Connie nodded. "Some prospector or trapper, I guess. I wonder what became of him?"

McKeever shook his head. "Maybe McTavish would know. There's nothin' here that would tell. If he pulled out he took everything along but the stove, an' if he didn't the Injuns an' the Eskimos have carried off all the light truck. There was a fellow name of Dean—James Dean, got lost in this country along about six or seven years back. I was lookin' over the records the other day, an' run across the inquiry about him. That was long before my time in N Division. There was a note or two in the records where he'd come into the country a couple of years before he'd disappeared, an' had traded at Fort Norman an' at Wrigley. The last seen of him he left Fort Norman with some supplies—grub an' powder. He was prospectin' an' trappin'—an' no one ever seen him since. He was a good man, too—accordin' to reports. He wasn't no chechako."

"There you are!" exclaimed Connie, "just what we were talking about. I'd give a lot to know what happened at the end of his trail. I've seen the end of a lot of those trails—and always the signs told the story of the last big adventure. And always it was worth while.
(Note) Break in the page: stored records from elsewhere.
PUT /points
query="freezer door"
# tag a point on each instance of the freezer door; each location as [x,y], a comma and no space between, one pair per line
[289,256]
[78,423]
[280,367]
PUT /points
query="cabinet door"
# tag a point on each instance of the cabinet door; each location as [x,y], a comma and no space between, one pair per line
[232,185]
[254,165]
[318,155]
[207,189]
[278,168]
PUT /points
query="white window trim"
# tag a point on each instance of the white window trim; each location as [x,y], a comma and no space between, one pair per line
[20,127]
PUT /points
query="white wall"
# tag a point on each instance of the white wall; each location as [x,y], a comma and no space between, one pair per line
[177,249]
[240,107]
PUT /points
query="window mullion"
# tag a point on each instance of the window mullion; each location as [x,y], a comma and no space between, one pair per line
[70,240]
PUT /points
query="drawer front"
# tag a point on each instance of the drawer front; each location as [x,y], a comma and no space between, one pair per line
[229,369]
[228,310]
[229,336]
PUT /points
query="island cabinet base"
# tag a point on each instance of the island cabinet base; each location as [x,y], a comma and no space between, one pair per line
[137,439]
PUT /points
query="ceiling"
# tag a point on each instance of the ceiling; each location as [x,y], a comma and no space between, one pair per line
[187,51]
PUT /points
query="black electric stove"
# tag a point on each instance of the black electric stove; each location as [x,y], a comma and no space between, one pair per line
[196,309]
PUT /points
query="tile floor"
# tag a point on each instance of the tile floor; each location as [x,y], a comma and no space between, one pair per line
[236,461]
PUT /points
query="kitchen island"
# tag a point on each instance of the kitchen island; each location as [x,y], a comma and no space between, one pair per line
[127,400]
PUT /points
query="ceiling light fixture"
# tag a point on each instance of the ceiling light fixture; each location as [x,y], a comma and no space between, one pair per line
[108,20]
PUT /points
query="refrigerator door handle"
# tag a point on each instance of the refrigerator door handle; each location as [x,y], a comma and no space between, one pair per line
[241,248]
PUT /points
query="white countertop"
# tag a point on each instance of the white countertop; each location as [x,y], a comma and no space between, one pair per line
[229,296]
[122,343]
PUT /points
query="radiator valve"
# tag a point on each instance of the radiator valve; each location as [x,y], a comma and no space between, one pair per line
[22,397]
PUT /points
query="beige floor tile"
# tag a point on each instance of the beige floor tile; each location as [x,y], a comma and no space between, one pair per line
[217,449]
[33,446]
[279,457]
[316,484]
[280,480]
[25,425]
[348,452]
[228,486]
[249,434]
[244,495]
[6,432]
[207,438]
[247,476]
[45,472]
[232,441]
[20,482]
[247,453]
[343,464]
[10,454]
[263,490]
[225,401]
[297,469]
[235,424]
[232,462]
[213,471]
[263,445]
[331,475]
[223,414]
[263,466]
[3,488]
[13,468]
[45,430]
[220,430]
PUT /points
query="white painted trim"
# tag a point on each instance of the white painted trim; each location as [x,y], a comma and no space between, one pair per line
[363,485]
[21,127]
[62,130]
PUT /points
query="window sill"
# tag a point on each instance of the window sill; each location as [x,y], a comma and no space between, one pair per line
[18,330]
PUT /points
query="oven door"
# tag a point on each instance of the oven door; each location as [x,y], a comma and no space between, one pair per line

And, good or bad, it was always a man's game they played—and they came to a man's end."

"Gee, Dan, in cities men die in their beds!"

Upon the evening before the departure of the Indians who were to accompany McTavish and McKeever back to Fort Norman for the mid-winter trading, Connie Morgan, the factor, and the big officer sat in the cabin of Pierre Bonnet Rouge and talked of many things. The owner of the cabin stoked the fire and listened in silence to the talk, proud that the white men had honoured his house with their presence.

"You've be'n in this country quite a while, Mac," said Inspector McKeever, as he filled his pipe from a buckskin pouch. "You must have know'd something about a party name of James Dean. He's be'n reported missin' since six or seven years back."'

"Know'd him well," answered McTavish. "He was a good man, too. Except, maybe a leetle touched in the head about gold. Used to trap some, an' for a couple of years he come in twice a year for the tradin'. Then, one time he never come back. The Mounted made some inquiries a couple years later, but that's all I know'd. He had a cabin down in this country some place, but they couldn't find it—an' the Injuns didn't seem to know anything about him. Pierre, here, would know, if anyone did." He turned to the Indian and addressed him in jargon. "Kumtux Boston man nem James Dean?"

The Indian fidgeted uneasily, and glanced nervously, first toward one window and then the other. "S'pose memaloose," he answered shortly, and putting on his cap, abruptly left the room.

"Well, what do you think of that?" exclaimed McKeever. "Says he thinks he's dead, and then up an' beat it. The case might stand a little investigatin' yet. Looks to me like that Injun knew a whole lot more than he told."